Tra emergenza e mercato a rilento: col Milan una Salernitana incerottata, ma con 30mila tifosi
Una Salernitana incerottata proverà a mettere lo sgambetto ai campioni d'Italia del Milan come accaduto a febbraio scorso, quando l'Arechi, l'avvento di Nicola e una prova di grande cuore e qualità consentirono di fermare la corazzata del grande ex Pioli. Certo, alcuni dei protagonisti di quella super sfida non saranno della contesa: Bonazzoli, che giovedì potrebbe salutare la compagnia, partirà dalla panchina per vicende di mercato, Mazzocchi è infortunato così come Sepe, mentre Djuric è l'oggetto del desiderio dell'allenatore che però non fa fare i salti di gioia al direttore sportivo. Ma i campani proveranno comunque a fare l'impresa forti della spinta di 30mila spettatori che, da quelle parti, hanno spesso spostato gli equilibri e colmato gap tecnici evidenti. Curiosità per l'esordio italiano di Ochoa, unico volto nuovo dopo il ritiro turco. Nicolussi Caviglia è virtualmente granata, ma il centrocampista scuola Juventus arriverà tra 24-48 ore e non sarà della contesa. E così ci si affida a chi è a disposizione, con Sambia che farà il suo esordio dal primo minuto e che tornerà a giocare dall'inizio a distanza di quasi 9 mesi. Farlo contro Theo Hernandez e Leao non sarà semplice, ma è anche un banco di prova attendibile per capire il suo reale valore.

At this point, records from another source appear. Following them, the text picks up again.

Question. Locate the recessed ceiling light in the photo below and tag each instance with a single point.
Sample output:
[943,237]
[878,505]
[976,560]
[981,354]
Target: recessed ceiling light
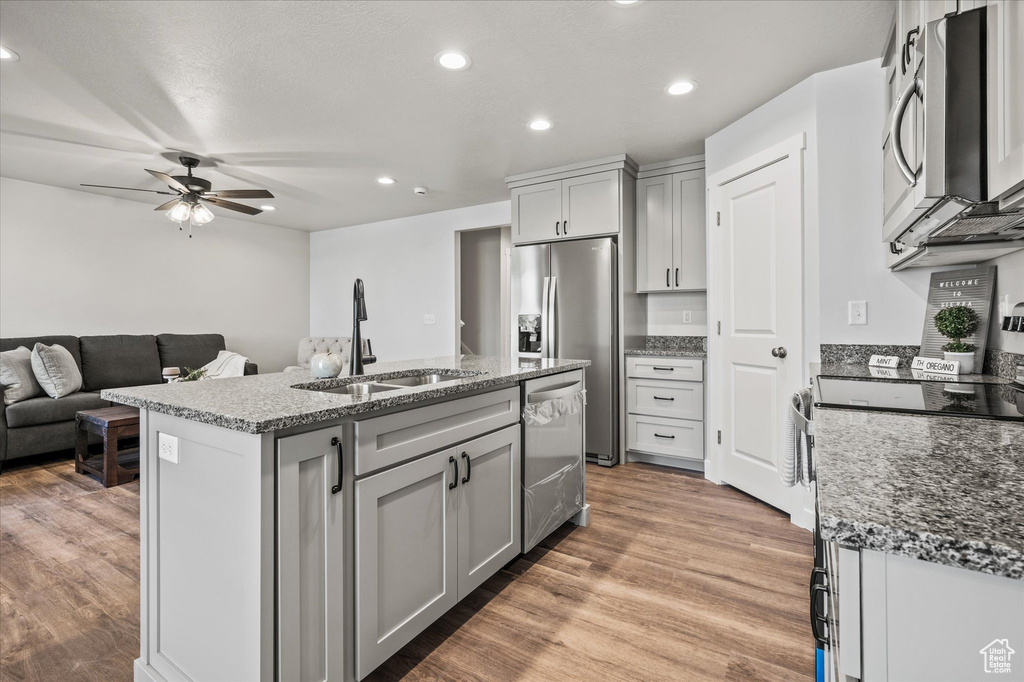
[681,87]
[453,60]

Davanti la coppia "mondiale" formata da Dia e Piatek, occhio alla difesa che sarà orfana del suo leader Gyomber. Rientra Fazio, ci sarà Daniliuc, ballottaggio tra Lovato e Bronn senza escludere, in extremis, la sorpresa Radovanovic. A centrocampo, senza Candreva e Maggiore e con Capezzi e forse Kastanos in partenza, scelte obbligate e pochissime alternative in panchina: Bohinen in cabina di regia (ultima gara interna da titolare in campionato il 22 maggio), Coulibaly e Vilhena ai suoi lati, con Bradaric a sinistra. Sulla carta è Davide contro Golia, poteva essere un'altra gara con una rosa al completo per Nicola (che resta sotto osservazione dopo aver sfiorato l'esonero a novembre) e con qualche innesto dal mercato. Ma in campo si partirà comunque 0-0 e undici contro undici. E con una curva da pelle d'oca.